Convert Categorical features to Numerical

Question:

I have a lot of categorical columns and want to convert values in those columns to numerical values so that I will be able to apply ML model.

Now by data looks something like below.

Column 1- Good/bad/poor/not reported
column 2- Red/amber/green
column 3- 1/2/3
column 4- Yes/No

Now I have already assigned numerical values of 1,2,3,4 to good, bad, poor, not reported in column 1 .

So, now can I give the same numerical values like 1,2,3 to red,green, amber etc in column 2 and in a similar fashion to other columns or will doing that confuse model when I implement it

Asked By: Pranav167

||

Answers:

The colour values you mention are nominal. There is no ranking or order to these values. If you assign 1,2,3 etc the data can be misrepresented as being from a scale.
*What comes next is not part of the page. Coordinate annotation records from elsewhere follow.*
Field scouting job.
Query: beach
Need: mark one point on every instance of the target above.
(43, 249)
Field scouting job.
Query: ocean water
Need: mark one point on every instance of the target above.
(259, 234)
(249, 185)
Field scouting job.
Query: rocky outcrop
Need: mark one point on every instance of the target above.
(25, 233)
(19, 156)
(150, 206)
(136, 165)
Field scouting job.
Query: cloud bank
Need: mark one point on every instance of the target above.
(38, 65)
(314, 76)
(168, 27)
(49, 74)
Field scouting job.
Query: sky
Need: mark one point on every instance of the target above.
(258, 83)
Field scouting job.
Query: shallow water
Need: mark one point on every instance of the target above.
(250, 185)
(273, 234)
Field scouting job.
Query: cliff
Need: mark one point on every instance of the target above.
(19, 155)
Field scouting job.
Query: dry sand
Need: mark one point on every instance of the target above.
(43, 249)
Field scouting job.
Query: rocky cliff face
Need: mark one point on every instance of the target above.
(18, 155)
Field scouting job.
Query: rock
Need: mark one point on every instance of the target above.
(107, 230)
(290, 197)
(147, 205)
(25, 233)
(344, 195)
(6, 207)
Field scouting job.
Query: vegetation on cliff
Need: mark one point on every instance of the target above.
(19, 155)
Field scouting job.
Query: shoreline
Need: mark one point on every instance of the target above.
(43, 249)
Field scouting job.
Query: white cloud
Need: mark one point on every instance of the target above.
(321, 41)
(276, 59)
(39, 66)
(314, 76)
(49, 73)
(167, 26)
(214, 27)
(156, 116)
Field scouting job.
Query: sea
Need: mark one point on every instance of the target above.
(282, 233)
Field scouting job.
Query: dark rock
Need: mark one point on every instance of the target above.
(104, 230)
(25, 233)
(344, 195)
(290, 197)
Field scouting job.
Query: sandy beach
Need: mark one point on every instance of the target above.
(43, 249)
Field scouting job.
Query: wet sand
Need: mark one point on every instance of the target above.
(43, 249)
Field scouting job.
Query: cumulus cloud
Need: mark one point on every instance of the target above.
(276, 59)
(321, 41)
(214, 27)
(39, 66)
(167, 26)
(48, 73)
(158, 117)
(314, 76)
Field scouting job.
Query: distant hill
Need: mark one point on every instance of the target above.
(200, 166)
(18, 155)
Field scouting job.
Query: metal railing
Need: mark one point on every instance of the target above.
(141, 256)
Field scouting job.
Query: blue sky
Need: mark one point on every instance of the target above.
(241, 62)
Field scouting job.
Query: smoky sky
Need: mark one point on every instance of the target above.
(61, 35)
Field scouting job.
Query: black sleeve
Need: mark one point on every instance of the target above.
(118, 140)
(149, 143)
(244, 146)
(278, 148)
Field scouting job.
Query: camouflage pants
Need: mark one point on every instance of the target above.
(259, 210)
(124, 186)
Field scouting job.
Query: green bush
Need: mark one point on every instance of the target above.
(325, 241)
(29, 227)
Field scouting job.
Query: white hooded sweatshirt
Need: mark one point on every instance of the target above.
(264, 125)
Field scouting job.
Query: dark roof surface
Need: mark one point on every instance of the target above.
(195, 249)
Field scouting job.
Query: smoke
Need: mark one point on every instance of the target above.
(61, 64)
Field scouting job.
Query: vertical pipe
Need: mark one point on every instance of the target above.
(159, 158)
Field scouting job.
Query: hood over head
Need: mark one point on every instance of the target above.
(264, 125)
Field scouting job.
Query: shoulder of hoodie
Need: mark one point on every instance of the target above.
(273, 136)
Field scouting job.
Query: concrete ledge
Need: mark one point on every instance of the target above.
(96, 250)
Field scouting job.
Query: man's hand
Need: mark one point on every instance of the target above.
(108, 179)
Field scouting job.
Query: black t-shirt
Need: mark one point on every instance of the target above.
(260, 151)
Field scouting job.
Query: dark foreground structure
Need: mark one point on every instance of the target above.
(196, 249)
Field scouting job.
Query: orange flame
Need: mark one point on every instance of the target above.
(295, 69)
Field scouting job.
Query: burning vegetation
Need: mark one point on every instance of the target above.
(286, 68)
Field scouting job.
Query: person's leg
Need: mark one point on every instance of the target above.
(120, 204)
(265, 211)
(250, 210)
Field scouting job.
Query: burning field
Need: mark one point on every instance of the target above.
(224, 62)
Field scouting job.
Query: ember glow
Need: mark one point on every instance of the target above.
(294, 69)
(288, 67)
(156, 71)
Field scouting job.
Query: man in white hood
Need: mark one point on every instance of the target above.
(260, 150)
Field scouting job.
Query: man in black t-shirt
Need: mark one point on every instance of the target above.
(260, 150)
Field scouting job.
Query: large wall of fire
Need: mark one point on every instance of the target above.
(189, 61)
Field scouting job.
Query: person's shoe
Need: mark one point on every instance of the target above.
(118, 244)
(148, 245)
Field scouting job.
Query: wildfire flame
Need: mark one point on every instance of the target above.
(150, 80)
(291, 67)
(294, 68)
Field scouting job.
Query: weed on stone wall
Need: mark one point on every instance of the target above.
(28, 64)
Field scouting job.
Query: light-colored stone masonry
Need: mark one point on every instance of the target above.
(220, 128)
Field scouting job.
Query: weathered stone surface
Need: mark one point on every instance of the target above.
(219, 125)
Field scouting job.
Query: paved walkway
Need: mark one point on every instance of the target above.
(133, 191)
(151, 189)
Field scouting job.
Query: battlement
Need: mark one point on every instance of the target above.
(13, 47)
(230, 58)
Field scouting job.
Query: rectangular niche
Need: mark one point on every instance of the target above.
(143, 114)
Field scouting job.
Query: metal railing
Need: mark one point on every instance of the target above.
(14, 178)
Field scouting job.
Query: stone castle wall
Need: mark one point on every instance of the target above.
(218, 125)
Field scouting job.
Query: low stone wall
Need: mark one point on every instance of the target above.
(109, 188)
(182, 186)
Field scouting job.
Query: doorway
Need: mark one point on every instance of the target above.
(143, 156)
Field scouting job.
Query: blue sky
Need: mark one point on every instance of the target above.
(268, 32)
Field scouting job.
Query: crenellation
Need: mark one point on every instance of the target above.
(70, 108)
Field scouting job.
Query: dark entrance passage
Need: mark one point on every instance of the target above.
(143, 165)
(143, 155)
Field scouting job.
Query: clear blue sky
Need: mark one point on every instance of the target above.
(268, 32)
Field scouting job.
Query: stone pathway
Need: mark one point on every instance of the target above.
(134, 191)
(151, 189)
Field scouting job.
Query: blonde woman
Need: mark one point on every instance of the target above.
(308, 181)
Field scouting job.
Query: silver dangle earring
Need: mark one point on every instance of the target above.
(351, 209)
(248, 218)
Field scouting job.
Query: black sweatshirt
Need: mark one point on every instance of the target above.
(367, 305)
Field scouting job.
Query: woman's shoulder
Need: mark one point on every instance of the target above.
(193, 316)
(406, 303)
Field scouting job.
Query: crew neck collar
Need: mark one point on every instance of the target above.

To avoid this you can transform them by using the onehotencoder technique. This effectively encodes a multi value categorical field into the following:

red = 100
amber = 010
green = 001

You can use the following library from sk-learn.preprocessing:
https://scikit-learn.org/stable/modules/generated/sklearn.preprocessing.OneHotEncoder.html

Answered By: ai_10111

You can do this for some of the rated columns by using df[colname].map({})or LabelEncoder() .
They will change each categorical data to numbers, so there is a weight between them, which means if poor is one and good is 3, as you can see, there is a difference between them. You want the model to know it, but if it’s just something like colors, you know there is no preference in colors, and green is no different from blue .so it is better not to use the same method and use get_dummies in pandas.

Answered By: atena karimi